La surcharge en heures de travail se retrouve notamment dans la fréquence des gardes et des astreintes., ainsi que dans les contraintes administratives qui prennent un temps important en plus des consultations et des soins aux animaux. 

Dans la profession vétérinaire, près de 80 % des praticiens interrogés évoquent le nombre élevé d’heure de travail comme un inconvénient source de stress et de fatigue.

 

  • Conjugaison des vies personnelle et professionnelle

Une des conséquences de la charge de travail importante liée à la profession vétérinaire est la difficulté à concilier vies privée et personnelle. Une étude australienne a montré que deux tiers des vétérinaires questionnées se déclarent en difficulté quant au maintien de l’équilibre entre ces deux vies. En France, près de la moitié des vétérinaires interrogés estime que cet aspect est une source de stress et de fatigue. Ce facteur est nettement relayé par les femmes vétérinaires.

Une étude menée sur des couples vétérinaires s’est intéressée à la satisfaction professionnelle, au stress lié au travail, à l’équilibre entre vie professionnelle et vie personnelle ainsi qu’au soutien du partenaire. Les femmes vétérinaires montrent un plus grand impact de l’équilibre entre vie personnelle et vie professionnelle sur leur carrière. Elles évoquent
également un soutien professionnel plus faible de la part de leur conjoint.

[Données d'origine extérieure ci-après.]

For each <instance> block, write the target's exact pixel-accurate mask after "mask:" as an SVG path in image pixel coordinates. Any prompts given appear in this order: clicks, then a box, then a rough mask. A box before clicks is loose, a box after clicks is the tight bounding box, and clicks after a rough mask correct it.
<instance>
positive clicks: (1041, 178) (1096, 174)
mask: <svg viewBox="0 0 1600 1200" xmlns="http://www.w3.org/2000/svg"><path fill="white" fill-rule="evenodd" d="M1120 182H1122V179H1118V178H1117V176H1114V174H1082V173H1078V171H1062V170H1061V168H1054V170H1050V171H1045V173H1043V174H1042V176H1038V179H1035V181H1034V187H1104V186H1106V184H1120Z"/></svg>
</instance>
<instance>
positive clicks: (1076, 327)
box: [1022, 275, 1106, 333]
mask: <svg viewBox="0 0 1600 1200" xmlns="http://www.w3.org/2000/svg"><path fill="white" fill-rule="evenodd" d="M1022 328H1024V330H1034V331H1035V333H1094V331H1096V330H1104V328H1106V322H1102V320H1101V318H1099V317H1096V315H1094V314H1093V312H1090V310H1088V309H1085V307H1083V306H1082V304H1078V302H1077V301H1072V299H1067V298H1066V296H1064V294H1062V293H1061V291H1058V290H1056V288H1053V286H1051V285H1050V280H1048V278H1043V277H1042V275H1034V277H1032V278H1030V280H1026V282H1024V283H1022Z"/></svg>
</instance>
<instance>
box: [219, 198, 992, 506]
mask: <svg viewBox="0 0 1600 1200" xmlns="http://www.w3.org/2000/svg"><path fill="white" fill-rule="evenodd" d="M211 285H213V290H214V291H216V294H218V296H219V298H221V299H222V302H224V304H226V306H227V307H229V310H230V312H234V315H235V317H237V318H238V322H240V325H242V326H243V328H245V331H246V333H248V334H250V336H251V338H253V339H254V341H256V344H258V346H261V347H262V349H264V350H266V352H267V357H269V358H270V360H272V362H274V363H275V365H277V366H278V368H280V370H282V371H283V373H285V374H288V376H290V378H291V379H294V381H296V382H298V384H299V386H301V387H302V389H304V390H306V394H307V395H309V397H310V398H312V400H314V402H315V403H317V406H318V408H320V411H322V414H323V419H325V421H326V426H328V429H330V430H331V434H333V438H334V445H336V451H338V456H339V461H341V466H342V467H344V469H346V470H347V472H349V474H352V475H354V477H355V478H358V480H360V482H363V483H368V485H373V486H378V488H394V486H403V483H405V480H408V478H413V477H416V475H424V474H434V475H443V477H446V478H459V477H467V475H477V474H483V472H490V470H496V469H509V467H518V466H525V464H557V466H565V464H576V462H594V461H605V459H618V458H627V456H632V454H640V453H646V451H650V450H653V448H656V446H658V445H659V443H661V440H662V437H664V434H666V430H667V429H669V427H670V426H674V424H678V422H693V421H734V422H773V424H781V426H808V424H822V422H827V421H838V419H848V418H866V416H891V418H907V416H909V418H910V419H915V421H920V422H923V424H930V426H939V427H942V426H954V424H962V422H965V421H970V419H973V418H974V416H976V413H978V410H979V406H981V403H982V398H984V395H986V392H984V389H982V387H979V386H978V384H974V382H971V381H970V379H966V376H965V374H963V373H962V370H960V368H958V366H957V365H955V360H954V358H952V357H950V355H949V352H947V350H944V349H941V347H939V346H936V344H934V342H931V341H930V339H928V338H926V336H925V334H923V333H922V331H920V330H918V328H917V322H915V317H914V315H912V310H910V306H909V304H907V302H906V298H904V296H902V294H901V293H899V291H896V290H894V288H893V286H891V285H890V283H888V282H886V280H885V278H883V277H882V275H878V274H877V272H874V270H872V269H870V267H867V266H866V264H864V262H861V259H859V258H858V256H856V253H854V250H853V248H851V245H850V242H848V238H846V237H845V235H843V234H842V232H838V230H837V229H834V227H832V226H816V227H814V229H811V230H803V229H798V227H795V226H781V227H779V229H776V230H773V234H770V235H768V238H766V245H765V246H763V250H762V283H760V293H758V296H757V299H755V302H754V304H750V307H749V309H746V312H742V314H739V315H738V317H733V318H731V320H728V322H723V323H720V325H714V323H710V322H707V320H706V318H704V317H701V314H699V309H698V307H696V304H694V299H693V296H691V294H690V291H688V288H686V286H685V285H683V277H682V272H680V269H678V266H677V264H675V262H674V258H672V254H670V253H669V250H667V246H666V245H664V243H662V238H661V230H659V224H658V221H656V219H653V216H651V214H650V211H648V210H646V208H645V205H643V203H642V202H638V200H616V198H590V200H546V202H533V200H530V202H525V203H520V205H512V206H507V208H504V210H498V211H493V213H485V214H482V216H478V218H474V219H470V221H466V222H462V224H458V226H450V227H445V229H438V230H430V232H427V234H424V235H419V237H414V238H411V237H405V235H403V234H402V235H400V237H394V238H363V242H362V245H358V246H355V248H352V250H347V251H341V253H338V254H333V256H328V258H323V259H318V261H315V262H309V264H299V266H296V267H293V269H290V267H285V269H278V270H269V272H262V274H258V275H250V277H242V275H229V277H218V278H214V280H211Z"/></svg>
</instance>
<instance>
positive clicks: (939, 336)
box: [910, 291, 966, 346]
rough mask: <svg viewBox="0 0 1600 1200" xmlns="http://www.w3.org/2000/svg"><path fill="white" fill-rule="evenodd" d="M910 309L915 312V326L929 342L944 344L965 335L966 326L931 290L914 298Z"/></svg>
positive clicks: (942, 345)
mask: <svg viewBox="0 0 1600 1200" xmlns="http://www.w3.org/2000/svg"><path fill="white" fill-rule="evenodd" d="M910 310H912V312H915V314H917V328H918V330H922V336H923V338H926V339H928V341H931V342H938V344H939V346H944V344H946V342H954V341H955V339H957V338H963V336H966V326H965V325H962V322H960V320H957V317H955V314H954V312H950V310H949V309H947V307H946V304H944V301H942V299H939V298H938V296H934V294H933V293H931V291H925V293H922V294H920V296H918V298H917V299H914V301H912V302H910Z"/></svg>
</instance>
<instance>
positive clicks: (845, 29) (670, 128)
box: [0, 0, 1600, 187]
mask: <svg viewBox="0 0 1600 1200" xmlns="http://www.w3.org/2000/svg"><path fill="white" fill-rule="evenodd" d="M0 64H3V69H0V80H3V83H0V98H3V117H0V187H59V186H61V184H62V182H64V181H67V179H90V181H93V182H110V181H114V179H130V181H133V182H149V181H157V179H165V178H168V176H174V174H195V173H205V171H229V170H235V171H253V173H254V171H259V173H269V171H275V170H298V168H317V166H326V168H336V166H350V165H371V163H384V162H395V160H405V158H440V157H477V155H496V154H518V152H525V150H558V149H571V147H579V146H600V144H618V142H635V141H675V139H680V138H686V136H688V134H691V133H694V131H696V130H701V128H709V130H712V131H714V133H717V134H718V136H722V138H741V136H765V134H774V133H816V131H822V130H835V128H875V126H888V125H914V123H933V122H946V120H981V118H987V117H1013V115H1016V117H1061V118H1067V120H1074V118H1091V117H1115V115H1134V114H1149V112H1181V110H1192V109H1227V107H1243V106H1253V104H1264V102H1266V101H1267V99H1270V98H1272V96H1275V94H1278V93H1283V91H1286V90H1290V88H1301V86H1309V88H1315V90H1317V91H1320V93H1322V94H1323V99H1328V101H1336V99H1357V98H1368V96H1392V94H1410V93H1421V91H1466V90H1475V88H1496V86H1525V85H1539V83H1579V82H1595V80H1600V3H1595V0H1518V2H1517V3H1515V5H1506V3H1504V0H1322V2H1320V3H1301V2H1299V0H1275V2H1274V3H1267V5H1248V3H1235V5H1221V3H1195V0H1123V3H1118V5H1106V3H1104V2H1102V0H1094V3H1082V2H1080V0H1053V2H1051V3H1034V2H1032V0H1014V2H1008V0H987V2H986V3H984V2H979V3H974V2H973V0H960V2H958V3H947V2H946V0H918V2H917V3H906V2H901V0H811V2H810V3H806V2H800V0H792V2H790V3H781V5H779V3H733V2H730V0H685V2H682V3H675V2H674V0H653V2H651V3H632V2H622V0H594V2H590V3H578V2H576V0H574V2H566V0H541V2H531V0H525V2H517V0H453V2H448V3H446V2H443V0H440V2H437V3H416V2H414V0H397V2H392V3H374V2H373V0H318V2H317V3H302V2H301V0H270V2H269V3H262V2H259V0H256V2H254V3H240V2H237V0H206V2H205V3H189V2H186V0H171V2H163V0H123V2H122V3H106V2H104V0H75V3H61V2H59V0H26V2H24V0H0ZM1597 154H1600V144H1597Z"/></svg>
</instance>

En France, près de 67 % des vétérinaires praticiens interrogés estiment ne pas consacrer assez de temps à leur famille et leurs proches. 9 % déclarent que la situation leur convient mais qu’elle ne satisfait pas leurs proches. Ainsi, plus de 3 praticiens sur 4 se retrouvent en situation conflictuelle entre vie privée et vie professionnelle. La pratique rurale est particulièrement représentée avec plus de 80 % des vétérinaires qui ne consacrent pas assez de temps à leurs proches.102 Cela peut notamment s’expliquer par le nombre élevé de gardes et astreintes qui existent dans cette pratique.

Il est à noter que les frontières entre vie privée et vie professionnelle sont devenues plus floues de nos jours, dans tous les secteurs professionnels En effet, l’utilisation des téléphones et ordinateurs portables participe au débordement professionnel sur la sphère privée. Cela altère la qualité de la vie privée empiétée par l’intrusion des contraintes professionnelles.

Bibliographie

 

Phillips-Miller, D. L., Campbell, N. J., & Morrison, C. R. (2000). Work and Family: Satisfaction, Stress, and Spousal Support. Journal of Employment Counseling, 37(1), 16–30 ;

Tupin, D. (2005). Le syndrome d’épuisement professionnel ou burn out : enquête chez les vétérinaires praticiens ; 

Heath, T. (2002). Longitudinal study of veterinarians from entry to the veterinary course to 10 years after graduation: attitudes to work, career and profession. Australian Veterinary Journal, 80(8), 474–478

Firth-Cozens, J. (1990). Sources of stress in women junior house officers, 301, 3 ; 

Edey Gamassou, C., & Moisson-Duthoit, V. (2017). Epuisement professionnel des médecins généralistes libéraux en France et conflit travail-famille, une revue de littérature.